生長解析の各パラメータは、以下の式を用いて算出した。

・相対生長速度(RGR : Relative Growth Rate):各個体の乾燥重量ベースの生長速度を表す指標である。

 RGR=(ln(TW2)−ln(TW1))/(T2−T1)

 TW1:初期サンプリングにおける個体総乾燥重量(g)

 TW2:最終サンプリングにおける個体総乾燥重量(g)

 T1:初期サンプリング日

 T2:最終サンプリング日

・純同化率(NAR:Net Assimilation Rate):各個体の光合成活性を表す指標である。

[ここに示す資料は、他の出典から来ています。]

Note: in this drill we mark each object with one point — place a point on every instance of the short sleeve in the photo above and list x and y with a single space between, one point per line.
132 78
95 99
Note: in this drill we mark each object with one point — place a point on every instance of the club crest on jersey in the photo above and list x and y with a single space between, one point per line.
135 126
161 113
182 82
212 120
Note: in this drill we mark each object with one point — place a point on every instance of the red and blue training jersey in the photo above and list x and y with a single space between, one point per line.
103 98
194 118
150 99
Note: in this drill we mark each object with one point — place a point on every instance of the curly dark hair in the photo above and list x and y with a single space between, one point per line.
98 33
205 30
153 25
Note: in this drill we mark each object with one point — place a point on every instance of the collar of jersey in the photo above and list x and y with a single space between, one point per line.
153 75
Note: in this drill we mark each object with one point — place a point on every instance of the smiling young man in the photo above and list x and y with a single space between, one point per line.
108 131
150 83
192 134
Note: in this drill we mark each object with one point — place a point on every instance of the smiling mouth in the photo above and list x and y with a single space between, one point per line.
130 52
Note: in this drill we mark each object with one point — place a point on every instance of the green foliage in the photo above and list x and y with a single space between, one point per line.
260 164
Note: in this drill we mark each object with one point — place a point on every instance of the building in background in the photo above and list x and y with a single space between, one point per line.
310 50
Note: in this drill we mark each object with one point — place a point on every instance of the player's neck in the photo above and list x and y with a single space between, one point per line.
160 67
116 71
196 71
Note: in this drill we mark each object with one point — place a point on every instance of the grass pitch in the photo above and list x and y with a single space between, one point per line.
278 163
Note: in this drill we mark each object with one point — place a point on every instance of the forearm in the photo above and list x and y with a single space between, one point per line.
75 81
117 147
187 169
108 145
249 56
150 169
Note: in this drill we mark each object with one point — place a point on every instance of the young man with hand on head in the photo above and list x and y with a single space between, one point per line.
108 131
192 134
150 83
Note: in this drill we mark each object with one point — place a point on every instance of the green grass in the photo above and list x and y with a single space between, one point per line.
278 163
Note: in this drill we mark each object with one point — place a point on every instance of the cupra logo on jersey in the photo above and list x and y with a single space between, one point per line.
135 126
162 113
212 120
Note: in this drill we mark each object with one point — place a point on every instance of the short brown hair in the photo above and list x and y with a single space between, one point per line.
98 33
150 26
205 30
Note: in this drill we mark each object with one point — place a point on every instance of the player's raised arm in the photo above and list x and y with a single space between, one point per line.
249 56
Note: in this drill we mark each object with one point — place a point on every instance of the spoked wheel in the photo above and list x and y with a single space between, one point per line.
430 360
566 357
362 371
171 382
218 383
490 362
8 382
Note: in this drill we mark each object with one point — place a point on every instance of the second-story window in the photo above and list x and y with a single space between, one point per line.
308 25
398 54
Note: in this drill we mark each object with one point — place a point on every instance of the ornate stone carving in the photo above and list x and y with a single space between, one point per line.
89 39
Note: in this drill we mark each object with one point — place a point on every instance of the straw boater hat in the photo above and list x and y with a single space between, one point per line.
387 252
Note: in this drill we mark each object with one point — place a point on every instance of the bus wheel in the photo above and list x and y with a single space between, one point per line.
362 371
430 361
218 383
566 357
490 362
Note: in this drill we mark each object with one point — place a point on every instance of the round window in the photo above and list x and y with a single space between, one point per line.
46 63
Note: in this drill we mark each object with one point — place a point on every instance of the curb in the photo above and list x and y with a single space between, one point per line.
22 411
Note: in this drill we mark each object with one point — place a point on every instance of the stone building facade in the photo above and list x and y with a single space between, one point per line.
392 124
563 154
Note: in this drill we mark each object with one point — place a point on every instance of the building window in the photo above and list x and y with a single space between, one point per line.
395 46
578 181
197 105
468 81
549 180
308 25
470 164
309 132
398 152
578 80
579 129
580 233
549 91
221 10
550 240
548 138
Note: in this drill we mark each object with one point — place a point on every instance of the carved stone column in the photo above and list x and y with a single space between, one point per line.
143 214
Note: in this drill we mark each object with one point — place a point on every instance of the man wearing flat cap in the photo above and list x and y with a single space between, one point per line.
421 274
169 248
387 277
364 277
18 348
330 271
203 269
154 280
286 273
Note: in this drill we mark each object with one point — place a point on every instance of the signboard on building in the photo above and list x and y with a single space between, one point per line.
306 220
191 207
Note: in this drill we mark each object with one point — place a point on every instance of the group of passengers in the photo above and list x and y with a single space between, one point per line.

 NAR=(TW2−TW1)(ln(LA2)−ln(LA1))/(LA2−LA1)/(T2−T1)

 TW1:初期サンプリング日における個体総乾燥重量(g)

 TW2:最終サンプリング日における個体総乾燥重量(g)

 LA1:T1における個体の葉面積(m2

 LA2:T2における個体の葉面積(m2

 T1:初期サンプリング日

 T2:最終サンプリング日

・葉面積比(LAR:Leaf Area Ratio):各個体の乾燥重量と葉面積の比率を表す指標である。

 LAR=(LA1/TW1+LA2/TW2)/2

 TW1:初期サンプリングにおける個体総乾燥重量(g)

 TW2:最終サンプリングにおける個体総乾燥重量(g)

 LA1:T1における個体の葉面積(m2

 LA2:T2における個体の葉面積(m2

・比葉面積(SLA:Specific Leaf Area):各個体の葉の厚みを葉面積/重量ベースで表す指標である。

 SLA=LA/TW

 LA:最終サンプリングにおける個体の葉面積(m2

 TW:最終サンプリングにおける個体の葉乾燥重量(g)

・器官別重量比:光合成産物をそれぞれの器官にどれくらい配分したかを示す指標である。

・葉重比(LWR:Leaf Weight Ratio)

 LWR=LW/TW

 LW:最終サンプリングにおける個体の葉乾燥重量(g)

 TW:最終サンプリングにおける個体総乾燥重量(g)

・茎重比(SWR:Stem Weight Ratio)

 SWR=SW/TW

 SW:最終サンプリングにおける個体の茎乾燥重量(g)

 TW:最終サンプリングにおける個体総乾燥重量(g)

・根重比(RWR:Root Weight Ratio)

 RWR=RW/TW

 RW:最終サンプリングにおける個体の根乾燥重量(g)

 TW:最終サンプリングにおける個体総乾燥重量(g)

それぞれのパラメータ間には、以下のような関係がある。

 RGR=NAR・LAR

 LAR=SLA・LWR

 これらの式によって、処理区間でRGRまたはLARの差異があった場合、それがどのパラメータの差異によって引き起こされたかを確認することができる。

栽培時の環境測定

・相対光量子密度

 栽培実験を行った群馬大学荒牧キャンパス構内裸地において、光量子センサー(IKS27, KOITO)を用いて、裸地の相対光量子密度を2010年6月9日から10月5日まで、10分おきに連続測定した。測定結果はデータロガー(UIZ3635, ウイジン)で自動記録した。

・気温

 群馬大学荒牧キャンパス構内において温度データロガー(TR52,T&D corporation)を用いて、裸地および各光強度区の気温を2010年6月9日から10月5日まで、15分おきに連続測定した。なお、センサ先端部分をアルミニウムカバーで覆い、直射日光が当たるのを避けた。